Tuesday, July 12, 2011

World Youth Day

World Youth Day is a youth-oriented Catholic Church event. While the event itself celebrates the Catholic faith, the invitation to attend extends to all youth, regardless of religious convictions. World Youth Day is not associated with International Youth Day or any of the international observance days.
World Youth Day (or in short 'WYD') was initiated by Blessed Pope John Paul II in 1985. It is celebrated diocesan level annually, and at a week-long international level every two to three years at different locations. The international level events attract hundreds of thousands of youth from almost every country on the planet. It is a major part of the upsurge in Catholic Youth Work in some countries over recent years; for example, the Director of Catholic Youth Services for England and Wales has said of the event that it would have far-reaching effects, not restricted to those who attended.
The Patron Saint of World Youth Days is Blessed Mother Teresa of Calcutta. Since his beatification, Pope John Paul II, who started the event, has become its co-patron.

Traditional process
World Youth Day is commonly celebrated in a way similar to many events. The most emphasized and well known traditional theme is the unity and presence of numerous different cultures.

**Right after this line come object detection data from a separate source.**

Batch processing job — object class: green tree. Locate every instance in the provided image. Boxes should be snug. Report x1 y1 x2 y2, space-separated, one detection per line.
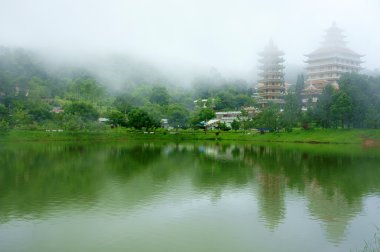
107 109 127 126
255 104 280 130
149 86 170 106
0 103 8 120
128 108 159 130
231 120 240 131
331 91 352 128
167 104 189 127
64 102 99 122
314 85 334 128
199 108 215 122
281 94 301 131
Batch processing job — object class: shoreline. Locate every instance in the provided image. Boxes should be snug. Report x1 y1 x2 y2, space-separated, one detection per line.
0 128 380 147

Flags and other national declarations are displayed amongst people to show their attendance at the events and proclaim their own themes of Catholicism. Such is usually done through chants and singing of other national songs involving a Catholic theme.
Over the course of the major events taking place, national objects are traded between pilgrims. Flags, shirts, crosses, and other Catholic icons are carried amongst pilgrims which are later traded as souvenirs to other people from different countries of the world. A unity of acceptance among people is also common, with all different cultures coming together to appreciate one another.
Other largely recognized traditions include the Pope's public appearance, commencing with his arrival around the city with the 'Popemobile' and then with his final Mass held at the event. Such is the regard for the large distance of pilgrimage walks performed by the attenders of the event. The most recent festival in Sydney recorded an estimated distance of a 10 km walk as roads and other public transport systems were closed off.
Pope Benedict XVI has criticized the tendency to view WYD as a kind of rock festival ; he stressed that the event should not be considered a "variant of modern youth culture" but as the fruition of a "long exterior and interior path".


Origins
In the month before the Extraordinary Synod, John Paul II took the occasion of the United Nations' International Youth Year to launch one of the signature initiatives of his pontificate-the World Youth Days that would draw millions of young people on pilgrimage to Europe, Latin America, North America, Asia, and Oceania.
The idea of the World Youth Day, the Pope remembered, could be traced back to his young friends in Srodowisko and their exploration of the personal and vocational dynamics of adolescence and young adulthood. His early papal pilgrimages, in Italy and abroad, had convinced him that a pastoral strategy of accompaniment with young people was as valid for a pope as it had been for a fledgling priest.
Srodowisko, a term suggested by Wojtyla himself in the 1960, is now used as a self-description by a group of some 200 men and women, many of them married couples with grandchildren, which first began take shape during his university Chaplaincy at St. Florian's Church in Krakow's old town, in Poland. Srodowisko does not translate easily. "Environment" is one possibility, but John Paul II prefers more humanistic "milieu." In any case, what would later come to be known as Srodowisko involved the fusing of several networks of young adults and young married couples with whom Father Wojtyla worked. The earliest of these called itself Rodzinka, or "little family." A later group of Wojtyla youngsters called themselves Paczka, "packet" or "parcel". Srodowisko saw youth groups evolve into networks of intellectual conversation. Both youngsters and intellectuals became involved in holiday excursions. The word itself maybe hard to translate, but that this network of friendships was crucial in shaping the ideas and the ministry of Karol Wojtyla the priest, later bishop, and ultimately pope, is indisputable. John Paul II marked the UN's International Youth Year and his Palm Sunday, 1985, meeting with young people in Rome with an Apostolic Letter, To the Youth of the World, which mixed reminiscence, exhortation, and the Pope's phenomenological approach to anything human in fairly equal proportions.